Niçin bilmem, her ne zaman içime bir gariplik çökerse çatı katına çıkar bu eski eşyaları karıştırır garip bir hüzün duyarım. Nitekim kadınlar da aynı hislerle sandıklarının dibinde, geçmiş zamanla ilgili birçok kumaş parçalarını karıştırır ve aynı hüznü duyarlar.

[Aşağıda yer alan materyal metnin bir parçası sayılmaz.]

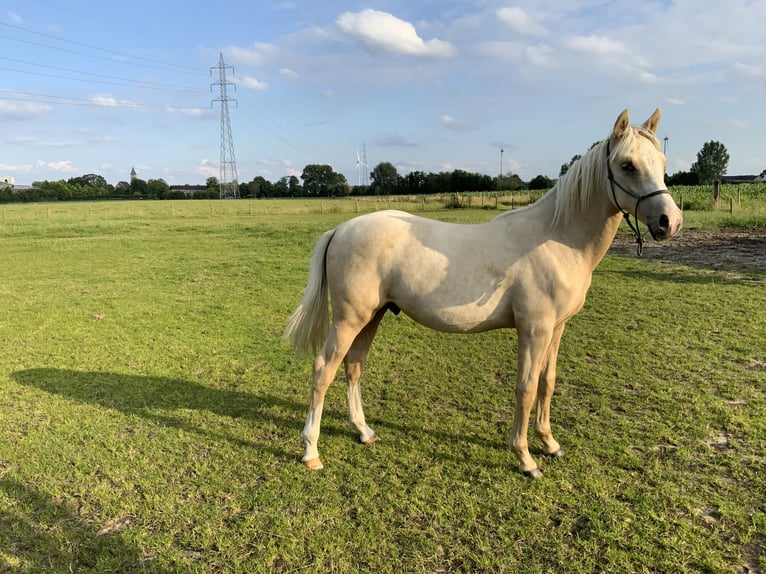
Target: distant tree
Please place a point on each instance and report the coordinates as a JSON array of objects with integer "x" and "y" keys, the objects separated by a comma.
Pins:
[
  {"x": 157, "y": 189},
  {"x": 565, "y": 167},
  {"x": 279, "y": 188},
  {"x": 138, "y": 188},
  {"x": 509, "y": 182},
  {"x": 90, "y": 180},
  {"x": 385, "y": 179},
  {"x": 414, "y": 183},
  {"x": 294, "y": 186},
  {"x": 712, "y": 162},
  {"x": 323, "y": 181},
  {"x": 540, "y": 182},
  {"x": 260, "y": 187},
  {"x": 683, "y": 178}
]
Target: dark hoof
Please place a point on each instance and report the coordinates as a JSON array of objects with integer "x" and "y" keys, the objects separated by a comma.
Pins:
[{"x": 535, "y": 473}]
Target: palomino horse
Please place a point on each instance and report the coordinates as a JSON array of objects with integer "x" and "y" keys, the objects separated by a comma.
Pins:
[{"x": 529, "y": 268}]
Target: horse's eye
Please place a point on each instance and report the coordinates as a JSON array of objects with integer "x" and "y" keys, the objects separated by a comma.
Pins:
[{"x": 628, "y": 167}]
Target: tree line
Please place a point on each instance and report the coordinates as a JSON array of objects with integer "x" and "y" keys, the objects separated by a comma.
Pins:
[{"x": 321, "y": 180}]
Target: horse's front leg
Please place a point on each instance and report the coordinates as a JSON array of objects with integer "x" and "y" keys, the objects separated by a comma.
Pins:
[
  {"x": 545, "y": 389},
  {"x": 533, "y": 344}
]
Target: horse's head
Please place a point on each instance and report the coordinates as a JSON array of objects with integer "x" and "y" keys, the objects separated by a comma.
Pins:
[{"x": 636, "y": 170}]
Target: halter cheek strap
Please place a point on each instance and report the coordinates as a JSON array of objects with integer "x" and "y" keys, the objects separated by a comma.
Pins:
[{"x": 639, "y": 198}]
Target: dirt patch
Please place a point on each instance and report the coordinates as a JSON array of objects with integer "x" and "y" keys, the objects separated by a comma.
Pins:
[{"x": 728, "y": 250}]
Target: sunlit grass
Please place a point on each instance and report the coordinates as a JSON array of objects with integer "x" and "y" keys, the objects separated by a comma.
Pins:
[{"x": 149, "y": 413}]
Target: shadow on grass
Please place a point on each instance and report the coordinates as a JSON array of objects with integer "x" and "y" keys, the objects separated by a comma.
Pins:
[
  {"x": 152, "y": 397},
  {"x": 38, "y": 534}
]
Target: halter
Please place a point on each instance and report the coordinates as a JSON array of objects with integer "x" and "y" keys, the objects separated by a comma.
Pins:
[{"x": 637, "y": 197}]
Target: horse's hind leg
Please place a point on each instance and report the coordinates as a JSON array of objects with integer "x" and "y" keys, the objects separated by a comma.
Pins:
[
  {"x": 354, "y": 363},
  {"x": 326, "y": 363}
]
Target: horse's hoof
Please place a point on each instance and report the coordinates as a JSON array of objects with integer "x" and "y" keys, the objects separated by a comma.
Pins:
[
  {"x": 535, "y": 473},
  {"x": 314, "y": 464}
]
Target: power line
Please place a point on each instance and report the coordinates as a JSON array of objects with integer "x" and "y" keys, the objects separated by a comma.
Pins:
[
  {"x": 34, "y": 97},
  {"x": 136, "y": 83},
  {"x": 179, "y": 67}
]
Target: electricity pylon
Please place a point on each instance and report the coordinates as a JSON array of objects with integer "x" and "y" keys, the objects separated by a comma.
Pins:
[{"x": 228, "y": 183}]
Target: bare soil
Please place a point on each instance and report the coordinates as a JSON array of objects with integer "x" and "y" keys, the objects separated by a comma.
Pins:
[{"x": 733, "y": 250}]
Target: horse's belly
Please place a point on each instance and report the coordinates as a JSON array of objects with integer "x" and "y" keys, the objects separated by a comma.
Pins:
[{"x": 465, "y": 318}]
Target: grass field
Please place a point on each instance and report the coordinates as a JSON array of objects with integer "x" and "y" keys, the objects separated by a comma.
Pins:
[{"x": 150, "y": 414}]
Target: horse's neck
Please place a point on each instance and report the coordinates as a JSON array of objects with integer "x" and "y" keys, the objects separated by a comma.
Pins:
[{"x": 591, "y": 232}]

Galiba bu zamanla soğuyup nihayet sönmeye mahkûm olan geçmişin hasretidir ki ara sıra parlayınca pek fâni olan aydınlığında hayatın efsunlu günlerini hatırlarız. Göçüp giden zamanların hâtırasıyla gönlümü bir hüzün hâlesi sarar. Mazinin hatırasını nazargâhı tahayyüle getiren bu eşyâlar daima efkârlı bir sis bulutu içinde görünür. Üç kuşağın hatıralarını taşıyan bu eşyalar bir asırdır göçlere, nesillerin değişmelerine nasıl göğüs germiş acaba. Tam bu duygulara gark olmuşken bir köşede validemin çeyizinden kalma kutu içinde bir fincan takımı ilişti gözüme. Nasıl kalmış!! Bu fincan takımının yanında altın yaldızlı bohem kristalinden iki bardak da buldum. Bir fiske attınız mı çınlaması dakikalarca süren türden antika. Üzerinde Fransız Aristokrat ailelerine mensup zarif kızların resmedildiği bir fincan takımı. Van’da bir zamanlar çocukluk muhayyilemizi süsleyen fincanlar üzerindeki resimler sanatsal ve hissi duyarlılığımızı besleyen resimlerdi. Taa uzak diyarlardan İran’dan gelip misafir odalarının baş köşesindeki büfelerde arzı endam eden bu kahve fincanlarındaki resimleri görür pek hoşuma giderdi. Çocukluğumda İran’dan gelmiş bu fincan resimlerinden çok haz ederdim. Bu fincan ve çiniler üzerindeki Fransız aristokrat sınıfına mensup kibar ince zarif bayanların doğadaki pastoral tabloları sanat zevkimizi besleyen ilk resimler olduğunu söylesem yeridir. Diyebilirim ilk sanat ve estetik resim zevkini bu fincanlardan öğrendim.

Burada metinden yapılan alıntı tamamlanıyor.